The Public Theater’s “Tartuffe” is a busy, bouncy, bright and bawdy production that has no trouble holding its own in the challenging arena of Central Park’s Delacorte Theater. Director Mark Brokaw’s interpretation of the Richard Wilbur translation is liberally laced with contemporary glosses, thus sacrificing a certain amount of Moliere’s style and refinement, but the show succeeds on its own bold and brassy terms, and has at its center a simply brilliant performance by Charles Kimbrough as the disastrously duped Orgon.
The preposterousness of the wealthy Orgon’s infatuation with the saintly impostor Tartuffe has been much discussed before either character appears in the play, but Kimbrough’s addled Orgon manages to outstrip all his family’s descriptions. He’s pale with lovesickness, his hair stringy and neglected in emulation of his idol’s, and he flies into a dithering rage, his facial muscles twitching nervously whenever Tartuffe’s motives are called into question. In an exquisitely silly touch, after Orgon’s son Damis has attempted to discredit his favorite, Orgon cradles his beloved and maligned Tartuffe in his arms in a pieta of impiety; Kimbrough’s adoration is so funny it’s touching.
While many of the other performers give successful comic performances, they often draw on contemporary inflections and attitudes to connect with the audience — they step outside period and play to win a laugh. Kimbrough, by contrast, inhabits his character entirely, relying on Wilbur’s sprightly verse to convey the humor in his ludicrous devotion; he draws us into Moliere’s world, rather than reinterpreting his character for ours. The resulting performance is the finest and funniest in the show.
The other dominant presence in the production is Mary Testa’s Dorine, the lady’s maid who orchestrates the family’s resistance to the depredations of the interloper in the early scenes. There’s probably more Thelma Ritter than Moliere in Testa’s sassy Dorine, as she polishes apples on her rump and turns rhyming couplets into wry wisecracks, but she’s undeniably effective at milking laughs from Dorine’s disgust at the family’s haplessness in the face of Tartuffe.
In the famous title role, Dylan Baker, now best known as the softly predatory suburban dad in “Happiness,” works hard to compete with the brazen theatrics of Testa and the affectionate frenzy of Kimbrough’s Orgon.
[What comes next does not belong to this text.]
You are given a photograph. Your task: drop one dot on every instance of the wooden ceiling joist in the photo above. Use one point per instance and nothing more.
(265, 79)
Baker has an impressive leer — his arched, malevolent-looking eyebrows seem to enter the room before he does — and his lascivious pawing of Elmire (J. Smith-Cameron) is really repellent.
But his Tartuffe doesn’t have the charm and charisma of a confidence man, or the outsized theatricality that the part lends itself to. When Tartuffe appears in the final scene dressed in vulgar finery — designer Jess Goldstein amusingly decks him out in what appears to be all the upholstery of a courtesan’s boudoir — Baker disappears into the costume.
Among a mostly able supporting cast, a pair of Gotham stage veterans stand out. Smith-Cameron is bright-eyed, coy and wily as Elmire, delightfully sarcastic as her husband waits almost to the point of no return before saving her honor; and Dana Ivey is hypocrisy incarnate as Orgon’s censorious mother Madame Pernelle, who clings so dearly to her belief in the badness of her relations that she can’t bring herself to give up her confidence in the goodness of Tartuffe.
Riccardo Hernandez’s gleaming gold set comments elegantly on the play’s themes. The gilt and mirrors of its three sets of French doors might dazzle the eye, but behind their showy allure can be seen the more subdued, and more pleasing, beauties of the natural order — the greenery of Central Park.